Our teacher in the show was played by Bonita Granville, who had been a movie star before marrying Jack Wrather, who owned the production company that made “Lassie.”

She didn't do much acting at that point in her life but wanted to do this role. Years later we met when I was covering a Reagan fundraiser and reminisced about the show.

The episode was built around my character, a sad and angry little boy who always felt sorry for himself because he needed crutches to walk. Talk about playing against type.

My big scene was after the little trees we planted burned in a fire and I had to cry as Lassie came over to console me. They told me to think of something sad and I thought about my own dog dying and the tears flowed.

Then of course came the happy ending when Lassie pulled me over to see new growth on my burnt tree and I finally got to smile. Hamlet it was not, but it almost changed the course of my life. The director and others were sure I had a real future as a child actor and I went to see an agent and had professional pictures taken (and have never looked that good since).

But my parents and I were in agreement that academic pursuits were a better future course. I got to hold the money in cash at the bank before putting it in my first savings account. There were lots of residual payments for reruns, the last when the show was sold to Japan. By the time I left for college at 16 I had $1,000, which was put to good use when I spent six months studying abroad.

The schools for disabled children were good but limited. I wouldn’t be able to take the kind of advanced courses I would need to get into a good college. My mother fought long and hard with the Los Angeles School District trying to convince them to let me into a regular school. Their greatest fear seemed to be that I would get hurt and they would get sued, but she finally succeeded and convinced the principal of Charles Evans Hughes Junior High School to take a chance and let me in.

And so in seventh grade at the age of 10 I entered a regular school for the first time. I then attended Taft High School and joined the debating team. I loved to argue and did well in debate, though I lost one debate in which my partner and I demolished the opposition. The judge said I was too sarcastic and I’m sure I was.

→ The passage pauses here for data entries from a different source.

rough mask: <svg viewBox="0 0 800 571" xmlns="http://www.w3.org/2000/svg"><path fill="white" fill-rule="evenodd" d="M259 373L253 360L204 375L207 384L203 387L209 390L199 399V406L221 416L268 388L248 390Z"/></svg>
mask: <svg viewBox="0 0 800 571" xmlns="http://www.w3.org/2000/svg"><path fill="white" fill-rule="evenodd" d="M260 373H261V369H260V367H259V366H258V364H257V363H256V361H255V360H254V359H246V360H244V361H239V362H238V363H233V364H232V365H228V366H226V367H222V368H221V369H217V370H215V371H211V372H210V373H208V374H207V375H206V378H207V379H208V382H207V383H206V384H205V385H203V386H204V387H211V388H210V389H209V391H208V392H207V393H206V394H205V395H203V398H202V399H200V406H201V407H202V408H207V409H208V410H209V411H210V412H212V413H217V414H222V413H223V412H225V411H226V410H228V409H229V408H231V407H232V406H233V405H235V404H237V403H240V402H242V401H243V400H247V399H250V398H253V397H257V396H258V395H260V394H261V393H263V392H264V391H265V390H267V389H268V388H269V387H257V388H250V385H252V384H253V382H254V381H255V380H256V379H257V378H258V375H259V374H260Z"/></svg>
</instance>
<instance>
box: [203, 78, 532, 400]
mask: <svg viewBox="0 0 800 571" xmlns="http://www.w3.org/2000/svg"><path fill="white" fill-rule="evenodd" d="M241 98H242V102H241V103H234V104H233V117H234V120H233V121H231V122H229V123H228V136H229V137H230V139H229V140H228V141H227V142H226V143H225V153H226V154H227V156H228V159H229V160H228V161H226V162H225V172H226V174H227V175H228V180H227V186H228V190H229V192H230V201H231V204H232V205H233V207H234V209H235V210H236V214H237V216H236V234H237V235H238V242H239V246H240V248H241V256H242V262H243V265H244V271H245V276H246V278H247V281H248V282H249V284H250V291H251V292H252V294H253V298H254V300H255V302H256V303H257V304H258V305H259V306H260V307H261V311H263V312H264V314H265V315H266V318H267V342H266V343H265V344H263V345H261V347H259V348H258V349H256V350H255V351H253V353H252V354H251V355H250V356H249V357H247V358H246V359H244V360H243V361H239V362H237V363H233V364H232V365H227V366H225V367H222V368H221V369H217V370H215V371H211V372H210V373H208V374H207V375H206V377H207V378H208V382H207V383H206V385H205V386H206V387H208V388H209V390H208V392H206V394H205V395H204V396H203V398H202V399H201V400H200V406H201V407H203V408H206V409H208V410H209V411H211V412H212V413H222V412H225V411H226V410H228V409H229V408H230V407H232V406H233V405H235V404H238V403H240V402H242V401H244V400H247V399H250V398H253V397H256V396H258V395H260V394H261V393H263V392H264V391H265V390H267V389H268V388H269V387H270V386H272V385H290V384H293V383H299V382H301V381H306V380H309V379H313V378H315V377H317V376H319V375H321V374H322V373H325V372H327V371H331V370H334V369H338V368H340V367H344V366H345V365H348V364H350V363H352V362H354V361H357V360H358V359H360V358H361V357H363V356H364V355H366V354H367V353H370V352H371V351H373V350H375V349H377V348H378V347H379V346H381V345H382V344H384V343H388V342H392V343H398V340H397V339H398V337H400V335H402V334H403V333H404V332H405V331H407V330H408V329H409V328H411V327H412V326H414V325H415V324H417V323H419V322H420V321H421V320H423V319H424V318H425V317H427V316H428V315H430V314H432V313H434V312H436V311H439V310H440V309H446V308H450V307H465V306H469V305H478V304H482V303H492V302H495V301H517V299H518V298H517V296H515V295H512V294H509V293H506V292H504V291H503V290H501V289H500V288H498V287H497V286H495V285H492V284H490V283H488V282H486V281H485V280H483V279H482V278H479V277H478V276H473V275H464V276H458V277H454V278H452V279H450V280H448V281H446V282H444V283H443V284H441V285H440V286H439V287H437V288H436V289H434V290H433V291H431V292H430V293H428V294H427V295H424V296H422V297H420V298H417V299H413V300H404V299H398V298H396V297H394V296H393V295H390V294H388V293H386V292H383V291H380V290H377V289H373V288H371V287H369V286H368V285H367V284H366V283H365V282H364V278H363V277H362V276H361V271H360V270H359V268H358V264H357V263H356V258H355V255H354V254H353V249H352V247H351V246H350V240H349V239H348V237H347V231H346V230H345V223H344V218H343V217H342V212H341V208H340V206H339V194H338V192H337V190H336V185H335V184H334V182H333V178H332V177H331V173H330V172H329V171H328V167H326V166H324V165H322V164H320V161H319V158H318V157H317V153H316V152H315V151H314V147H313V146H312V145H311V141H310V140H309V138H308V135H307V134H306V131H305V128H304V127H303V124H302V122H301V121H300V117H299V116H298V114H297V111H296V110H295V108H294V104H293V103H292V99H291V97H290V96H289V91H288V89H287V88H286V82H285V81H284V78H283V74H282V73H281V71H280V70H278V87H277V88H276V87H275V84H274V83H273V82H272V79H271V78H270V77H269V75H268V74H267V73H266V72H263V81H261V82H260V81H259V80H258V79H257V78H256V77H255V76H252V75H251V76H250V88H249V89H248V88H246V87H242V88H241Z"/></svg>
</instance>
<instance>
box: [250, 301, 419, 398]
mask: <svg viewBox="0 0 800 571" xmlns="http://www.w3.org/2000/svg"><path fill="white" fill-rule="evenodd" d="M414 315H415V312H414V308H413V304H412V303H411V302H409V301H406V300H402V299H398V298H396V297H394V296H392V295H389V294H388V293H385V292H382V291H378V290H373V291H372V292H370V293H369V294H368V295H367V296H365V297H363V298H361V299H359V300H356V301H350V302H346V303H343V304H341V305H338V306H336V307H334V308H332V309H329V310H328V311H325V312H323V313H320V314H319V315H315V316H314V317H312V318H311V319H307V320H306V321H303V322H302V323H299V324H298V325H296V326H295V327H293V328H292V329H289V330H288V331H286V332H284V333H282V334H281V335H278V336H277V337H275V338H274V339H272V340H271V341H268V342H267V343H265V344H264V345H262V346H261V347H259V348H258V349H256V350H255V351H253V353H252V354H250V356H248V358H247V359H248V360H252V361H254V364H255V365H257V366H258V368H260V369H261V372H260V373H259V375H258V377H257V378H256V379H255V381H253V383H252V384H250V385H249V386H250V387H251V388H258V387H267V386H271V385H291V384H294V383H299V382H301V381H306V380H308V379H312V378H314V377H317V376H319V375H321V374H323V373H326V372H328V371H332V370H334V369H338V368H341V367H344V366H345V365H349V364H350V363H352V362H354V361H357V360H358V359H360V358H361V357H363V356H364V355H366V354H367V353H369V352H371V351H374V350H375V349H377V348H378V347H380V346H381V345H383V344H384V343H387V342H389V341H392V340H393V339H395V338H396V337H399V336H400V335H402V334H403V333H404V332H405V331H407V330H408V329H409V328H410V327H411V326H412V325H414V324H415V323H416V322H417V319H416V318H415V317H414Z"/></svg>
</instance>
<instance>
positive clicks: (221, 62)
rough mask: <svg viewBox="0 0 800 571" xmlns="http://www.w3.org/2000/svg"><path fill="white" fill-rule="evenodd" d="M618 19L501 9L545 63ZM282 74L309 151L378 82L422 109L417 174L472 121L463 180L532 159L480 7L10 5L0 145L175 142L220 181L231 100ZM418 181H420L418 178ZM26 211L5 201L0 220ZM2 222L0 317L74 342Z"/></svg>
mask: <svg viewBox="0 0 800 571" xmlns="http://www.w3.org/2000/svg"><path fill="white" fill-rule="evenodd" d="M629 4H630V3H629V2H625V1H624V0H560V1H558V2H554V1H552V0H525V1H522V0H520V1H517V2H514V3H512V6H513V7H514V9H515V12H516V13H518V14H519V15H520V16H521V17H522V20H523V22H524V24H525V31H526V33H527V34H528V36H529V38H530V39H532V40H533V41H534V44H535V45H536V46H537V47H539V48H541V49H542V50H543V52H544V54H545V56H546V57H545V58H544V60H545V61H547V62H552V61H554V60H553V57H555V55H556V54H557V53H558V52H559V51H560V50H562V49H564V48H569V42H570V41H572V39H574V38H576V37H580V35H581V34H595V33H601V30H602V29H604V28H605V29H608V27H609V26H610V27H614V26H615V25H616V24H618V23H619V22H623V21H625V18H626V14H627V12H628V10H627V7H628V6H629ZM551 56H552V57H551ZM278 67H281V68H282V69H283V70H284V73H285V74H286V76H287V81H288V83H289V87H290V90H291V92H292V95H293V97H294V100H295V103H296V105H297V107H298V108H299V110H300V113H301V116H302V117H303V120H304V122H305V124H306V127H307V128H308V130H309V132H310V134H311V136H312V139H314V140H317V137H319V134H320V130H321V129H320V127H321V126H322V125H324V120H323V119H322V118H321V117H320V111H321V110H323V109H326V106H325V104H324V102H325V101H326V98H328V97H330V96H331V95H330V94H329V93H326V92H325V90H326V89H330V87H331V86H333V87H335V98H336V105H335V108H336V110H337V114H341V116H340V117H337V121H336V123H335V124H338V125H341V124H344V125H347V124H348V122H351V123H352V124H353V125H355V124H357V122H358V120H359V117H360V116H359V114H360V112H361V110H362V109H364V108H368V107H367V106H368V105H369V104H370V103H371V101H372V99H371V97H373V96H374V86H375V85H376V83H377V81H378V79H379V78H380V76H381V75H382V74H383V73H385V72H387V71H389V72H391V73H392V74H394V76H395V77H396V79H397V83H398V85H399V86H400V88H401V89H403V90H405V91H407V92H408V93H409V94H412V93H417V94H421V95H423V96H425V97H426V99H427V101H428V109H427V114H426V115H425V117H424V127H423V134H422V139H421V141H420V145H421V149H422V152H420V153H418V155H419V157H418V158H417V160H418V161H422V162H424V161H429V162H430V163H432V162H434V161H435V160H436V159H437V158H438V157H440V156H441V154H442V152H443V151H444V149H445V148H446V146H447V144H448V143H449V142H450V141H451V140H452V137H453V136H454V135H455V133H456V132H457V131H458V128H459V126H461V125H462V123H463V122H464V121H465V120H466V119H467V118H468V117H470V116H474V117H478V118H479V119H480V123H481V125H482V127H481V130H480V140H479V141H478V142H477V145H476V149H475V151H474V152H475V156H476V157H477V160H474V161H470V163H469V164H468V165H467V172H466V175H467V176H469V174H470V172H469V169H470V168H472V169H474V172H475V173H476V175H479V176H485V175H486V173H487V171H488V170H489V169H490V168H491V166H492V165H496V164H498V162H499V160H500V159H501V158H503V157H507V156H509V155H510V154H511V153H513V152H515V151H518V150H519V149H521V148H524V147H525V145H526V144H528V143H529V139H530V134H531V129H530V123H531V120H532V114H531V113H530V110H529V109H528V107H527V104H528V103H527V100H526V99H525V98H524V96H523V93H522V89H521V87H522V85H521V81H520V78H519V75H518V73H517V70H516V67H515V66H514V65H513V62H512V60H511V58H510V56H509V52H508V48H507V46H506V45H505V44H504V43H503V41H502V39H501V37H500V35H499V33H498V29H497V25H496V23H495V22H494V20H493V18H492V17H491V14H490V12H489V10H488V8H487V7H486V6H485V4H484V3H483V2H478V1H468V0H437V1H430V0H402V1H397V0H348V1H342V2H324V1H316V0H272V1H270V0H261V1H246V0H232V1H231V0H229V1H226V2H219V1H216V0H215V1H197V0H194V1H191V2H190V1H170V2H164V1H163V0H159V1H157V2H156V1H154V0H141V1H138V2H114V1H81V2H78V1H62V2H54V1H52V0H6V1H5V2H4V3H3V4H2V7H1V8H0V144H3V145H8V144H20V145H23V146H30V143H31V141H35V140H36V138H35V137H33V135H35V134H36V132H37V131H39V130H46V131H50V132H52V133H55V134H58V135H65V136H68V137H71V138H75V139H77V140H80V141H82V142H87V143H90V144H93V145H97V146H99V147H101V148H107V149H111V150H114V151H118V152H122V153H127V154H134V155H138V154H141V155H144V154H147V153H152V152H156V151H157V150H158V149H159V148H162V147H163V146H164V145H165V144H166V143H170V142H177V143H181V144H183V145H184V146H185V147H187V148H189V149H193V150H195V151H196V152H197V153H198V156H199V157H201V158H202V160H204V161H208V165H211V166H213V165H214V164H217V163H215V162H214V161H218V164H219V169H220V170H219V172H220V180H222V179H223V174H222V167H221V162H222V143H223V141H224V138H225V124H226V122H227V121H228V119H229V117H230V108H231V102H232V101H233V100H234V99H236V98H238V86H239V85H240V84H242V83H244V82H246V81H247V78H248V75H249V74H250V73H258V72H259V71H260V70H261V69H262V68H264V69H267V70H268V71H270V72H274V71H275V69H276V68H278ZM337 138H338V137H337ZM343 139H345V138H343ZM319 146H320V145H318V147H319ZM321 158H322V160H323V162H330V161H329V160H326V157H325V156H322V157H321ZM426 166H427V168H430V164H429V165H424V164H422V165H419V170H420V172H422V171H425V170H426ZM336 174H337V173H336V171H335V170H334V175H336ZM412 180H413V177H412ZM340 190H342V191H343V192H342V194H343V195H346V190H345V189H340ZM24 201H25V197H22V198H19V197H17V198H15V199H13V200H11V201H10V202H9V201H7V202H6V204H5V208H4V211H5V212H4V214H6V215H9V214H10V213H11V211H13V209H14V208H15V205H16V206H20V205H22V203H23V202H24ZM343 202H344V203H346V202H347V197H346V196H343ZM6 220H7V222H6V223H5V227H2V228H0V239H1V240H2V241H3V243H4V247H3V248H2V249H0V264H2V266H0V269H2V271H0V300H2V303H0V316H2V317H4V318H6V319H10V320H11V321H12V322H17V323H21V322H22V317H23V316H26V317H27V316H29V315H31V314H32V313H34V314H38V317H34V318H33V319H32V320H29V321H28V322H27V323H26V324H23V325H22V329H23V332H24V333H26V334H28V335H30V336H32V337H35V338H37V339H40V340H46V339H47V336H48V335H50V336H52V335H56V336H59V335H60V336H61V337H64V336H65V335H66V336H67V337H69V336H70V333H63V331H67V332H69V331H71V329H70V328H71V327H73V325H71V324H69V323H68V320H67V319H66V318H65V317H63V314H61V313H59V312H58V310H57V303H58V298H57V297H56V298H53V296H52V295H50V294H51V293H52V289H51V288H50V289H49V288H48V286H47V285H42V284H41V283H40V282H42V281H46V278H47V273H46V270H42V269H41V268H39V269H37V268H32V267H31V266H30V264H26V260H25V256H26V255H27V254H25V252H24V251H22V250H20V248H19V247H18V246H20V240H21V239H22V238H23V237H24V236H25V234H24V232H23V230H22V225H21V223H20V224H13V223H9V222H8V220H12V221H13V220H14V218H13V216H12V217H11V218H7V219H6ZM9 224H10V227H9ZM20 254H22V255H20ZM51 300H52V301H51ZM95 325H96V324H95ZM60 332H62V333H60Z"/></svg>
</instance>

My classmates voted me “most serious”and I was terribly insulted. I thought I was hysterically funny but other people rarely see us as we see ourselves. Maybe I got funnier later.

In my senior year in high school I was called one day into the counselor’s office. There, I met a man from the California Department of Rehabilitation who told me the state would like to help me to be “rehabilitated,”so I could work someday and be independent. That seemed cool. He said they could pay for my tuition and books at any of the state colleges or universities. When I told him I had already gotten into Stanford, he said they could pay the equivalent of a state school’s tuition, and for my books. I said sure, since any little bit my parents could save would be welcome. I checked in once or twice at school and after I graduated met with a state counselor and explained what I was doing and what my plans were. He said they couldn’t do much to assist in getting me a job as a radio reporter but felt I was in good shape. The file was closed and I was declared officially rehabilitated.